Special FX Report – FOMC expected to hold policy steady Tuesday
Monday, March 15th, 2010The FOMC will hold a one-day policy meeting on Tuesday, March 16th. This will be the first scheduled single day policy meeting for the Federal Reserve since the start of the financial crisis in September 2008. In February the Fed raised the discount rate 50bps to 0.75% and stated that the discount rate hike was not a signal of tightening of monetary policy. According to the Fed the discount rate hike will encourage financial institutions to rely more on money markets than on the Fed for short-term borrowing. The discount rate hike has encouraged speculation over whether the Fed is nearing the end of its accommodative monetary policy. Investors want to know if the Fed will soon hint that the end of easy money is near.
The key focus of Tuesday’s FOMC meeting is whether Fed maintains in its policy statement the language, keeping interest rates at exceptionally low level for an “extended period”. Recent statements from Fed officials suggest that the weak labor market, uncertainty about the sustainability of the US recovery and subdued inflation will encourage the Fed to hold policy steady at Tuesday’s meeting. Divisions on the Federal Reserve Board however have emerged with a minority of the board members seeking a change in the language of the Fed policy statement to prepare for an eventual rate hike. The Fed’s Hoenig says that economic conditions have improved and he argued at the February policy meeting that a change in the Fed’s policy statement would allow the Fed greater flexibility and be a necessary first step to a future rate hike. He went on to say that zero interest rates are not sustainable and the Fed must be prepared to raise rates with the jobless rate still high. Hoenig also wants the Fed to begin sales of assets to reduce the Fed’s balance sheet because he fears that the Fed’s asset purchases increase the risk of inflation. Hoenig is in the minority with most Fed officials concerned that the economy is too weak to signal a policy change at this time. The appointment last week of Janet Yellen by President Obama as the vice chair for the Fed may also reduce the odds of a change in Fed policy anytime soon. Yellen has stated that the economy is too weak to withstand rising interest rates and that she would favor negative interest rates if that would be a positive for the US economy. Yellen is a policy dove.
Recent US economic data suggest that the US recovery remains tentative and uneven. The recovery in the housing market appears to have slowed and consumer sentiment has weakened, but there is optimism that the US labor market may soon begin to create jobs and the industrial sector is expanding. Last month the US posted an unexpected rise in retail sales despite two major snowstorms that blanketed the nation during February. If the recovery in retail sales and industrial sector continues and we get positive employment growth next month the Fed may become more confident in the recovery. As the Fed becomes more confident in the recovery the more likely the Fed will consider a change in the extended period language and set the stage for a rate hike.

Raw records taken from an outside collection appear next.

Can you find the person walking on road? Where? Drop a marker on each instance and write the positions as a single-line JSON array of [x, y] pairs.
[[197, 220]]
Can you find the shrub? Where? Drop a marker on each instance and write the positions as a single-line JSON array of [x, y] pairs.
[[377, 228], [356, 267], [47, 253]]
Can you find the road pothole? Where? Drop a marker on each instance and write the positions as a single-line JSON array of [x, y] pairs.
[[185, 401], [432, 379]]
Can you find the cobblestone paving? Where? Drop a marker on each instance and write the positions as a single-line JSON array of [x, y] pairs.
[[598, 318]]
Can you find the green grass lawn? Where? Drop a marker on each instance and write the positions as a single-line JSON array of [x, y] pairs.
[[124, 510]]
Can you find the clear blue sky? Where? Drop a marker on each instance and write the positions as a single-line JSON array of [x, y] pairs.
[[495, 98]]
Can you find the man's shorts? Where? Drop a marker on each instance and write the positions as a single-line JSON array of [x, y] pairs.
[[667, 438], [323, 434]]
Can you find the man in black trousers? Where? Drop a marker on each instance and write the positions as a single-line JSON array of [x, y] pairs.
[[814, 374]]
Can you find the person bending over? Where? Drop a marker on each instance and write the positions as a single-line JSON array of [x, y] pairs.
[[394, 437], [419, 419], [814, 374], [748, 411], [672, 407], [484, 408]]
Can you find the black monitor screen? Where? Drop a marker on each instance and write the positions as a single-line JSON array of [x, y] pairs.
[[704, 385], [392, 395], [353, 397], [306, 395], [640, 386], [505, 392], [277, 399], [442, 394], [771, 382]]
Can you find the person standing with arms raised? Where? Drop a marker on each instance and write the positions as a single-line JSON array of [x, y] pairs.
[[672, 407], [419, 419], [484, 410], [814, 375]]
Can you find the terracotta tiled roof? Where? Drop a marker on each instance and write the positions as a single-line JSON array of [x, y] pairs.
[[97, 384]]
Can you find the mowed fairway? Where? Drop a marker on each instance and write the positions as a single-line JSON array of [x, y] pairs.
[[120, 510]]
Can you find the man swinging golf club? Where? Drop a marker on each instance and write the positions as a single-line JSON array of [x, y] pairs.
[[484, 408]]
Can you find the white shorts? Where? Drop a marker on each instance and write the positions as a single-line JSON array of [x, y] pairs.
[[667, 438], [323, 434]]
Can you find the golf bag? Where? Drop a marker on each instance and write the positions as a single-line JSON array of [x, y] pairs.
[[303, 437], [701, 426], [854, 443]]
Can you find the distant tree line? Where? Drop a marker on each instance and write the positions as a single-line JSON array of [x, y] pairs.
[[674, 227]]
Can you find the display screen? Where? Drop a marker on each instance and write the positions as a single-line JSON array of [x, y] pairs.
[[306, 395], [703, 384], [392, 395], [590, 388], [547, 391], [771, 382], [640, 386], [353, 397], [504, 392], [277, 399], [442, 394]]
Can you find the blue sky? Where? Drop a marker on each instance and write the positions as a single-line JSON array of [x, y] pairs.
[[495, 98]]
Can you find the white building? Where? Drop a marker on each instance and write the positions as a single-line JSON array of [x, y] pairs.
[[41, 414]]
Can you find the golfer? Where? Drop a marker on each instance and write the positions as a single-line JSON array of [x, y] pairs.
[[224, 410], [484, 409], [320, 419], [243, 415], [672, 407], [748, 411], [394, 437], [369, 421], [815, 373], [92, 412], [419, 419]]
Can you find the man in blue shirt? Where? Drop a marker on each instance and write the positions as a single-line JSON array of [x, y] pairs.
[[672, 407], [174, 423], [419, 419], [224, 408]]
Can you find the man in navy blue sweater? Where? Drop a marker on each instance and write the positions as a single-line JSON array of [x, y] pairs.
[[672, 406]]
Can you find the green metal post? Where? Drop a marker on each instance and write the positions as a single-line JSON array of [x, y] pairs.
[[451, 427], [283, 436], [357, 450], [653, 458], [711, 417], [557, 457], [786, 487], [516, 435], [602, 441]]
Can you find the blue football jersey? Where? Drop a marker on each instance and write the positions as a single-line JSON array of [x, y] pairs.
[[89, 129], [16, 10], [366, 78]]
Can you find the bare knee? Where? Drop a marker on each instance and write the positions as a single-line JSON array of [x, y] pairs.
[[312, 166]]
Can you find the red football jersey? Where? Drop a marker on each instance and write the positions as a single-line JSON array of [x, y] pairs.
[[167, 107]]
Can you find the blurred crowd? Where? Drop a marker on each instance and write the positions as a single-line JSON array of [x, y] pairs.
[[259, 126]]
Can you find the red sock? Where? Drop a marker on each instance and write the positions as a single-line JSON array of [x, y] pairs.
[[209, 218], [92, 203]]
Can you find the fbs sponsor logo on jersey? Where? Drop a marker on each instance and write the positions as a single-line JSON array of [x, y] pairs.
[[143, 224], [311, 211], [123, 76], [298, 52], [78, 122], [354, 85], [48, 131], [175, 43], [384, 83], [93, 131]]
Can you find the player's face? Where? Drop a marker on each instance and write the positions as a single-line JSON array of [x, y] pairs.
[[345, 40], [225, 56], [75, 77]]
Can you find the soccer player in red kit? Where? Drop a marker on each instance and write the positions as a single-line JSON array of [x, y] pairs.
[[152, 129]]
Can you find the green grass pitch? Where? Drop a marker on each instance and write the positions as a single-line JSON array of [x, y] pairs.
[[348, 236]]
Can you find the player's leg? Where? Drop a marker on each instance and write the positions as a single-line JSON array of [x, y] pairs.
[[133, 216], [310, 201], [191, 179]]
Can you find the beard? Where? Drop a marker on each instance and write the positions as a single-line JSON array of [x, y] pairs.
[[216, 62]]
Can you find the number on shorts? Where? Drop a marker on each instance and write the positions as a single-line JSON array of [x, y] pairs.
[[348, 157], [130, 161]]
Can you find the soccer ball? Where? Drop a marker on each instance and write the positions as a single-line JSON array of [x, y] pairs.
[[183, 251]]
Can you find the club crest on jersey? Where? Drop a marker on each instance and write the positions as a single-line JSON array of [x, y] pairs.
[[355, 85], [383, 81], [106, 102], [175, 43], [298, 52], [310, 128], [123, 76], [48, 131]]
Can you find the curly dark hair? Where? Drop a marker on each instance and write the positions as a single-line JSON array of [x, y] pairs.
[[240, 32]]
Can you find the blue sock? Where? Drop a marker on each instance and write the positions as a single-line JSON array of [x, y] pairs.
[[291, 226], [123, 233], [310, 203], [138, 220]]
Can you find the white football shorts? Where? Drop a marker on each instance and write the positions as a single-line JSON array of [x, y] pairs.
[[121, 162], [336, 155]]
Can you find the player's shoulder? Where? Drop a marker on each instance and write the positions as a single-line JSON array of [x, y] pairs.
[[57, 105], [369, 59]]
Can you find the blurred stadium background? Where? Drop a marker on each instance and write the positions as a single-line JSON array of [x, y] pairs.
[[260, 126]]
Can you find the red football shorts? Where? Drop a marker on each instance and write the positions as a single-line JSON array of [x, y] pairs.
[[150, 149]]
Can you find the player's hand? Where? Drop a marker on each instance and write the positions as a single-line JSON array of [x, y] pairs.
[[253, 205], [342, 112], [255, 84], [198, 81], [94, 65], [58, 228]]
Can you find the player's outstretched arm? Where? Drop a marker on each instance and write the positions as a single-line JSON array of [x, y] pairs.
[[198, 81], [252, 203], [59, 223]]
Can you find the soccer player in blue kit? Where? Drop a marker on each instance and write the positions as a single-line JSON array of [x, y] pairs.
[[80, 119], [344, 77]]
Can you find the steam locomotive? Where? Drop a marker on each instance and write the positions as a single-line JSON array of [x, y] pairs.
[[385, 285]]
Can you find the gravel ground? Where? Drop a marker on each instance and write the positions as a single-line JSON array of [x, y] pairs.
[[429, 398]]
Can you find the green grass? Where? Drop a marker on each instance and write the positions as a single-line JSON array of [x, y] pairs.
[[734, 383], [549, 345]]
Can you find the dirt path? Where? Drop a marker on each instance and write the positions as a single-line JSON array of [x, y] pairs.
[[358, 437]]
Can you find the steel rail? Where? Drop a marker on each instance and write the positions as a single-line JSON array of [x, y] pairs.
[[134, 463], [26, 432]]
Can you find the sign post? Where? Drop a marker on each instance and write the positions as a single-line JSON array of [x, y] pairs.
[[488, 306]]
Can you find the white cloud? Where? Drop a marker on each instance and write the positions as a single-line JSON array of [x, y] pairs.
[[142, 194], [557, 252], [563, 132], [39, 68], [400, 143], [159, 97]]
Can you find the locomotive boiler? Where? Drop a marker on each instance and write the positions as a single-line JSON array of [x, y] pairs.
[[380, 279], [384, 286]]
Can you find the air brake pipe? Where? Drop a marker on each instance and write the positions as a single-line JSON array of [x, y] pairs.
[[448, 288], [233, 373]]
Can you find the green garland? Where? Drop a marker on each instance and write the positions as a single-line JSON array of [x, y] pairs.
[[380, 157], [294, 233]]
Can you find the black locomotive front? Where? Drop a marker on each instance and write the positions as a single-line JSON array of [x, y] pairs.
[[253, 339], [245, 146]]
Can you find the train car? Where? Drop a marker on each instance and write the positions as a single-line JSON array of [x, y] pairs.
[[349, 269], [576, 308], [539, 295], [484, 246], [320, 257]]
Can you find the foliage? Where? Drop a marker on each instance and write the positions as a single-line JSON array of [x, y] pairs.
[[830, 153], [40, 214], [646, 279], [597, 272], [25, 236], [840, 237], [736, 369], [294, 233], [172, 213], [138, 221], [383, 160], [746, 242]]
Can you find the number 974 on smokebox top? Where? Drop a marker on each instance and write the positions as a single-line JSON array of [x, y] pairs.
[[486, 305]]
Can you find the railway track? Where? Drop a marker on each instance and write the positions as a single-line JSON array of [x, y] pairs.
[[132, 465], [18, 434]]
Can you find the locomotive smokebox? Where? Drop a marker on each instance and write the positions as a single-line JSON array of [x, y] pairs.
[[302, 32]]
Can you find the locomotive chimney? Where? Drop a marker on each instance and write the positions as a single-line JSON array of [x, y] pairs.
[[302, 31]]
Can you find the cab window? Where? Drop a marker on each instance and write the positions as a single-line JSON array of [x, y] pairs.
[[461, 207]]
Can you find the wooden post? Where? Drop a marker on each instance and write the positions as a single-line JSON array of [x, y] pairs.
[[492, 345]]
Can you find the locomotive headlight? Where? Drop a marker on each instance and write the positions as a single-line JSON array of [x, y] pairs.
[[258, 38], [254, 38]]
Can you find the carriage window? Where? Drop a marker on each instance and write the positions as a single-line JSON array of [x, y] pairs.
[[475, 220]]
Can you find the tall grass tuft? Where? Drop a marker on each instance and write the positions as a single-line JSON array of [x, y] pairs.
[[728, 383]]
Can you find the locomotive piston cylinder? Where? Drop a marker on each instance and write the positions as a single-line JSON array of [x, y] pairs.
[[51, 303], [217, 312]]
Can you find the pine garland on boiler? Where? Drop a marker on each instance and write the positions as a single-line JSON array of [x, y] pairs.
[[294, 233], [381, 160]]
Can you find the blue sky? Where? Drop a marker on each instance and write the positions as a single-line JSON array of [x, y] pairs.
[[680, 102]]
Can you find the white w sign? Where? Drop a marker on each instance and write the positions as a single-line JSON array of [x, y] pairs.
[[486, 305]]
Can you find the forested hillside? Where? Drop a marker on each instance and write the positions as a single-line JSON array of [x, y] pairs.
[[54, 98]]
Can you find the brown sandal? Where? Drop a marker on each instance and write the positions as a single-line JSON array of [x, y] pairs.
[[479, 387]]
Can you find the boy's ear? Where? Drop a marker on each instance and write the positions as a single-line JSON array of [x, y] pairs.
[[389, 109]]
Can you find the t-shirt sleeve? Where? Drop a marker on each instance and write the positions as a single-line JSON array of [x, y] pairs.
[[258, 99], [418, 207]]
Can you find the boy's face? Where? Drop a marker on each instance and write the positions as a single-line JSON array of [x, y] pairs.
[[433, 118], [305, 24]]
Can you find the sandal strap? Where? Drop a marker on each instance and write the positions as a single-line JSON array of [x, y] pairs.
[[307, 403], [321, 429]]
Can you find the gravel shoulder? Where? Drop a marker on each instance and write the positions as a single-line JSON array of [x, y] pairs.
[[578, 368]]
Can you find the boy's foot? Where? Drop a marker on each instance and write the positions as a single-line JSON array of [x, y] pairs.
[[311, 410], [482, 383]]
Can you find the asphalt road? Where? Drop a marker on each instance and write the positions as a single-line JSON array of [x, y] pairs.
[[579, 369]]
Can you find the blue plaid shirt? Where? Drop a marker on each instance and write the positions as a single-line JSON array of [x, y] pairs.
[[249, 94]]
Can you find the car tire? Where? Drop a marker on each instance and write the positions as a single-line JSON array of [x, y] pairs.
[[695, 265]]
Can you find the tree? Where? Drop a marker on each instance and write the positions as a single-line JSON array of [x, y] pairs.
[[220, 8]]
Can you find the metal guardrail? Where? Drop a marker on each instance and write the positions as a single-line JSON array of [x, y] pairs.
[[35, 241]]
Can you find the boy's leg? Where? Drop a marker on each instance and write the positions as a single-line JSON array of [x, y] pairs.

Fed fund futures are forecasting a 60% chance of a rate hike by December but limited chance of a change in policy at the March meeting. Investors will be looking to see whether the Fed changes the policy statement language in a way that begins to prepare the markets for this future rate hike. If the Fed were to substitute a change in the “extended period” language in its policy statement it would be a signal of the beginning of a shift in Fed policy. According to a Bloomberg survey of 88 economists all 88 are forecasting that the Fed will keep the target lending rate at a record low at the March meeting and that the Fed will allow the purchase of mortgage-backed securities to lapse at the end of March. Investors will be looking to see whether the Fed keeps the door open for future purchase of bonds if the pace of the US recovery slows. Because recent US economic data has been mixed investors will also be looking to see if the Fed makes any change in its relatively upbeat outlook for the US recovery.